Recode's Kurt Wagner dug up a little dirt on Snapchat's rate card. His industry sources say advertisers are paying $100 CPMs - twice as much as most video ad products can command online, and an absurd amount more than publishers can command for banner ads.
CPM is ad-industry shorthand for the cost per 1,000 ads shown. With Snapchat Discover, CPMs are determined by each publisher, Wagner says, so that $100 isn't set in stone. Advertisers are buying into a guaranteed number of ad impressions or views. (The 11 launch publishers on the platform are CNN, Comedy Central, Cosmopolitan, Daily Mail, ESPN, Food Network, National Geographic, People, Vice, Yahoo! News and Warner Music.)

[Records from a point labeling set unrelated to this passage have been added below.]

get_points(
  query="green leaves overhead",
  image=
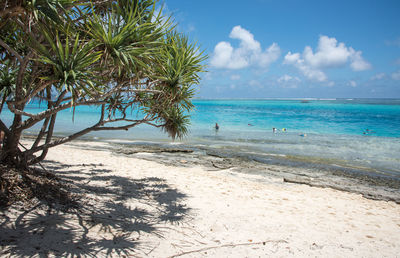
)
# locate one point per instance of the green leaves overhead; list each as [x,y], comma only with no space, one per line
[121,54]
[71,62]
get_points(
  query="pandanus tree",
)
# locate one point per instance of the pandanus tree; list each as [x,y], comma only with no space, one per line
[119,55]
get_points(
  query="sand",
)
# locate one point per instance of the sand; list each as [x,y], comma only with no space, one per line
[141,208]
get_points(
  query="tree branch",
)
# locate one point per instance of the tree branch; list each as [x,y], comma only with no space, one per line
[38,117]
[15,53]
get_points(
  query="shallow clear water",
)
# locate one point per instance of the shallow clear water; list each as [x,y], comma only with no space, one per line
[359,134]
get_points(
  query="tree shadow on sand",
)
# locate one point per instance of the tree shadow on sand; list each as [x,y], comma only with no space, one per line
[106,215]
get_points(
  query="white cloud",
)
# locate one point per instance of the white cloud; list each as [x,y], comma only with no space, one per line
[235,77]
[378,76]
[288,78]
[352,83]
[395,42]
[248,53]
[396,75]
[357,62]
[329,54]
[288,81]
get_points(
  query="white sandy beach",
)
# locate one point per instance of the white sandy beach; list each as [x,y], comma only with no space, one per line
[146,209]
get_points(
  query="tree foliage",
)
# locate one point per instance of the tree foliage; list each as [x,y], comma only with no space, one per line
[119,55]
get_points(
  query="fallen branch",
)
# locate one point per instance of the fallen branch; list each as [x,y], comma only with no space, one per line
[227,245]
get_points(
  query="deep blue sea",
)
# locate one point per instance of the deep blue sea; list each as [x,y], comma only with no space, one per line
[362,134]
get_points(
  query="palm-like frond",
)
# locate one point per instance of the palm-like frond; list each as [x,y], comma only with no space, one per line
[70,62]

"Industry sources say that on average, publishers are getting around 10 cents a view for their ads, which are seen anywhere from 500,000 times a day to a million times a day," Wagner writes. "That means publishers are able to command $50,000 to $100,000 a day for their stuff." He notes that ESPN has been able to sell ads across Snapchat and its web properties for $100,000 per day.

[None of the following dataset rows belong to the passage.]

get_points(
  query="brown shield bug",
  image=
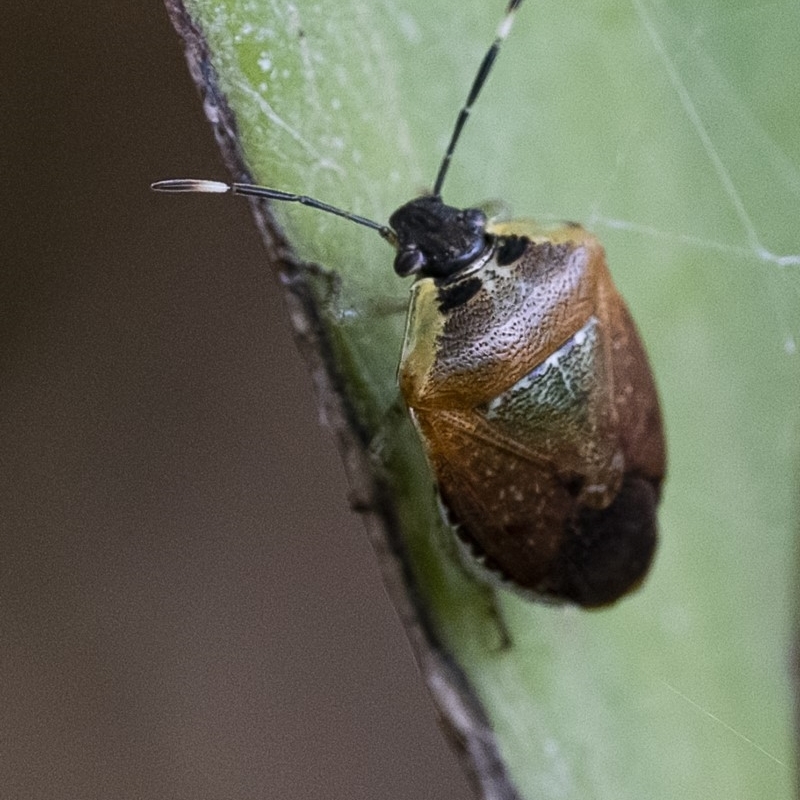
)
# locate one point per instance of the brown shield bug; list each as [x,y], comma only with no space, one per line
[528,384]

Digiday previously reported that advertisers were paying about $0.15 per view on Snapchat Discover. DailyMail's U.S. CEO Jon Steinberg, who says he's loving the Snapchat Discover partnership, told Digiday he was happy to speak with advertisers about $50,000 per day spends on the platform.

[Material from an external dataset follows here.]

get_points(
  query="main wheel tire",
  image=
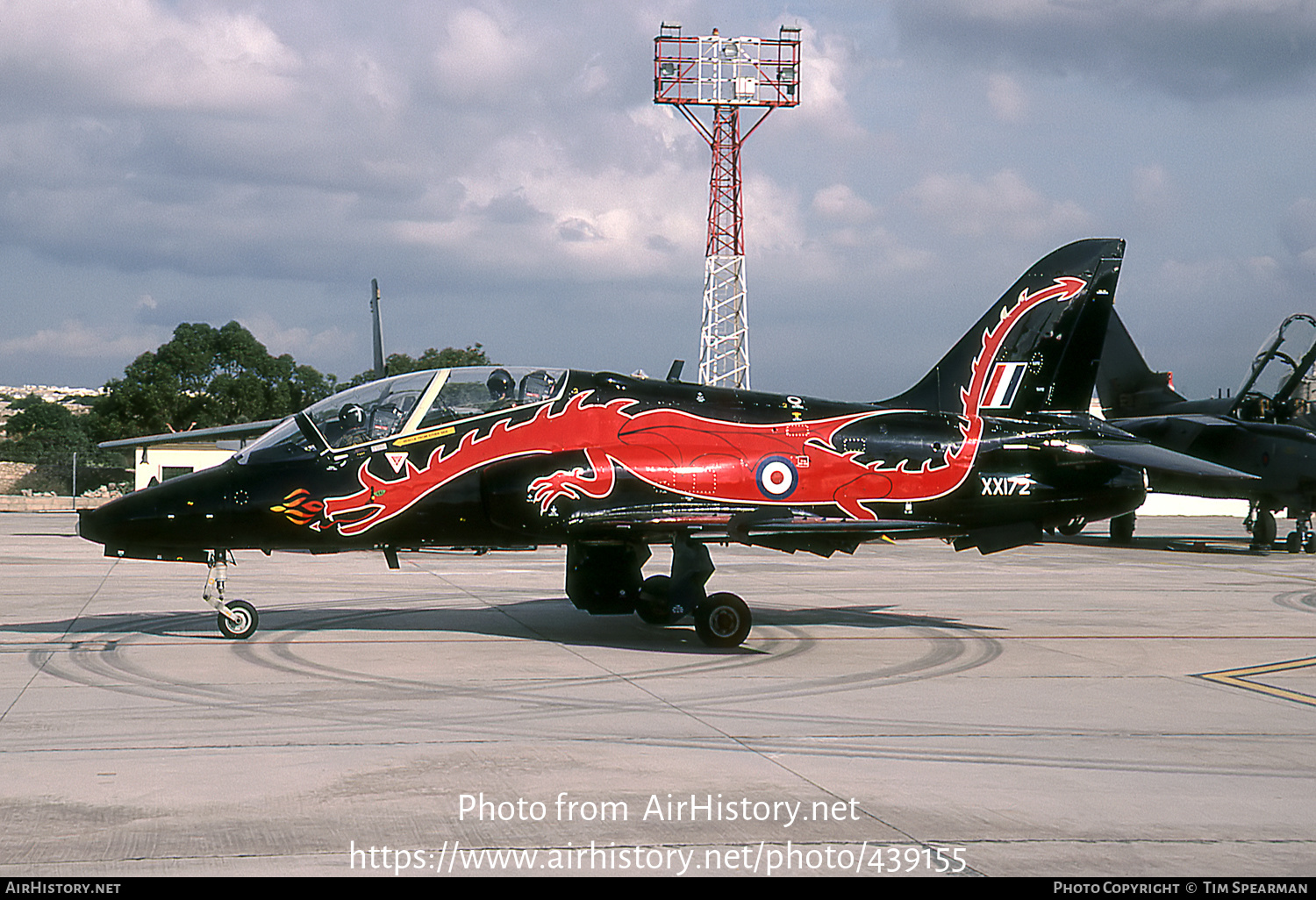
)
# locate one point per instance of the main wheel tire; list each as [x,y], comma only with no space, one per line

Fill rates don't seem to be particularly high for Snapchat though, although ads may be few and far between on purpose to create a better user experience. If you check out a publisher's portal on Discover, it's pretty hard to find an ad. It's also unclear why Snapchat didn't launch Discover in the fourth quarter, when advertisers typically have a lot of their annual budget left to experiment with new properties and products. The first quarter, and January in particular, is typically planning mode - not spending mode - for ad agencies.
But from the sound of things, advertisers and publishers are beaming over the new revenue and promotional opportunities Snapchat's experimental platform is bringing.